Nous veillons à ce que la durée du gel des taux soit conforme à ce qui a été voté, c'est-à-dire l'année des bascules de fiscalité, afin que les collectivités retrouvent ensuite une liberté de vote des taux et des exonérations, notamment pour la taxe foncière sur les propriétés bâties (TFPB). Un certain nombre de rôles complémentaires sont en cours d'enregistrement, afin que la compensation à laquelle nous nous sommes engagés soit complète.
Les 700 millions d'euros pour l'hébergement d'urgence nous paraissent bien calibrés et leur ouverture dès maintenant devrait éviter les difficultés de gestion que vous avez évoquées.

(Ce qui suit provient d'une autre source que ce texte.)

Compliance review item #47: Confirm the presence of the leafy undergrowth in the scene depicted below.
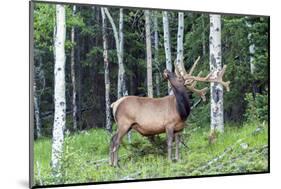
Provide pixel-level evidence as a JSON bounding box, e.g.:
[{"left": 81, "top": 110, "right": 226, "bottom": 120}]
[{"left": 34, "top": 123, "right": 268, "bottom": 185}]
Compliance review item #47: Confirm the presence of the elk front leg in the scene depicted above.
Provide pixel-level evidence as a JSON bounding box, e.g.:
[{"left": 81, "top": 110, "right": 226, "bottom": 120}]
[
  {"left": 109, "top": 133, "right": 118, "bottom": 166},
  {"left": 175, "top": 133, "right": 181, "bottom": 161},
  {"left": 166, "top": 128, "right": 174, "bottom": 160}
]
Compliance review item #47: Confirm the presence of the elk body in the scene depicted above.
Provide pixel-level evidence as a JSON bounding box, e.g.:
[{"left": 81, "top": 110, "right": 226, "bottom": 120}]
[{"left": 110, "top": 56, "right": 229, "bottom": 166}]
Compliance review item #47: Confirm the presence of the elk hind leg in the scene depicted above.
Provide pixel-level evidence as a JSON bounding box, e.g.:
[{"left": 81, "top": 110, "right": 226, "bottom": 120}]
[
  {"left": 166, "top": 128, "right": 174, "bottom": 160},
  {"left": 175, "top": 133, "right": 181, "bottom": 161},
  {"left": 109, "top": 132, "right": 118, "bottom": 165},
  {"left": 110, "top": 126, "right": 130, "bottom": 167}
]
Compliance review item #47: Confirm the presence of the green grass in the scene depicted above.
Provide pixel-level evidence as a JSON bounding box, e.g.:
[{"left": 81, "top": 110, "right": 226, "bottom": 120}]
[{"left": 34, "top": 123, "right": 268, "bottom": 185}]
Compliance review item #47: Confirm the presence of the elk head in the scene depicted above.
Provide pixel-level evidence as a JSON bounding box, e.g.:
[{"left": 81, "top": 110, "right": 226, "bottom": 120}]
[{"left": 172, "top": 56, "right": 230, "bottom": 101}]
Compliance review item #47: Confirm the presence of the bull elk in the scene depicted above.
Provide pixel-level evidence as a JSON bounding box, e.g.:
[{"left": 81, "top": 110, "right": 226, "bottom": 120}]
[{"left": 110, "top": 57, "right": 230, "bottom": 166}]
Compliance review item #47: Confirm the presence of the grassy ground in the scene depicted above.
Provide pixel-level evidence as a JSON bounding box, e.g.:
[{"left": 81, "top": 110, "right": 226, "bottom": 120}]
[{"left": 34, "top": 123, "right": 268, "bottom": 185}]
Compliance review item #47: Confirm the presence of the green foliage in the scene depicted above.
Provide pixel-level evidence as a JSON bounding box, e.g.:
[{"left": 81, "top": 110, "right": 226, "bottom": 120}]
[
  {"left": 35, "top": 123, "right": 268, "bottom": 185},
  {"left": 245, "top": 93, "right": 268, "bottom": 122}
]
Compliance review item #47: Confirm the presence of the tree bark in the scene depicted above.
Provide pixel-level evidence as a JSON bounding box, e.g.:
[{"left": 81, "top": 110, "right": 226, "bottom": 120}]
[
  {"left": 162, "top": 11, "right": 172, "bottom": 94},
  {"left": 104, "top": 8, "right": 126, "bottom": 99},
  {"left": 176, "top": 12, "right": 184, "bottom": 75},
  {"left": 201, "top": 14, "right": 206, "bottom": 57},
  {"left": 52, "top": 5, "right": 66, "bottom": 179},
  {"left": 153, "top": 12, "right": 160, "bottom": 97},
  {"left": 70, "top": 5, "right": 77, "bottom": 131},
  {"left": 209, "top": 14, "right": 224, "bottom": 132},
  {"left": 101, "top": 8, "right": 112, "bottom": 132},
  {"left": 33, "top": 52, "right": 45, "bottom": 138},
  {"left": 144, "top": 10, "right": 153, "bottom": 98},
  {"left": 33, "top": 79, "right": 42, "bottom": 138},
  {"left": 246, "top": 21, "right": 258, "bottom": 98}
]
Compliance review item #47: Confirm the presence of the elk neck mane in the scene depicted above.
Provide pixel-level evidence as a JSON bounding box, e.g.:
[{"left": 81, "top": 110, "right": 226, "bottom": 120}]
[{"left": 170, "top": 78, "right": 190, "bottom": 121}]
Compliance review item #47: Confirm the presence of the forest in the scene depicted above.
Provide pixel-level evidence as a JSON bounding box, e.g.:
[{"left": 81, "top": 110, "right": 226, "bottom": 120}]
[{"left": 31, "top": 2, "right": 270, "bottom": 186}]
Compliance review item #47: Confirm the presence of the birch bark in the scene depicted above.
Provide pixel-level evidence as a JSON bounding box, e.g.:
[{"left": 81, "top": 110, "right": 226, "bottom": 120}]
[
  {"left": 103, "top": 8, "right": 126, "bottom": 99},
  {"left": 51, "top": 5, "right": 66, "bottom": 178},
  {"left": 176, "top": 12, "right": 186, "bottom": 75},
  {"left": 209, "top": 14, "right": 224, "bottom": 132},
  {"left": 162, "top": 11, "right": 172, "bottom": 94},
  {"left": 101, "top": 8, "right": 112, "bottom": 132},
  {"left": 144, "top": 10, "right": 153, "bottom": 98},
  {"left": 70, "top": 5, "right": 77, "bottom": 131}
]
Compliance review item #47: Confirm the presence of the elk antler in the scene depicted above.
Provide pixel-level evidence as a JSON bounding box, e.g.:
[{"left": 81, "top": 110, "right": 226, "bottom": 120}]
[{"left": 174, "top": 56, "right": 230, "bottom": 101}]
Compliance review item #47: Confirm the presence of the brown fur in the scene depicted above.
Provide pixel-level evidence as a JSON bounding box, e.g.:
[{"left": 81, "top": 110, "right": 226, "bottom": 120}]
[{"left": 110, "top": 72, "right": 190, "bottom": 166}]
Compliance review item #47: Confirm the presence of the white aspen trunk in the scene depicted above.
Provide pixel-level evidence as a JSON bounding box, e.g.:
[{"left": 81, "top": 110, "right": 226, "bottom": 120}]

S'agissant enfin de l'ouverture de crédits de 1,5 milliard d'euros sur la dotation pour les dépenses accidentelles et imprévues, le projet de loi de finances rectificative devrait être promulgué autour du 15 juillet et, si nous étions confrontés à des besoins imprévus, nous aurions besoin de cette enveloppe de précaution. En effet, nous ne pourrions pas réunir le Parlement avant la rentrée et nous ne pourrions pas prendre un autre décret d'avance puisque celui que nous avons pris atteignait les limites prévues par la loi organique relative aux lois de finances.
Nous vous remercions, ainsi que le ministre Bruno Le Maire, d'avoir répondu à nos questions.
La réunion est close à 18 h 30.
Ce point de l'ordre du jour a fait l'objet d'une captation vidéo qui est disponible en ligne sur le site du Sénat.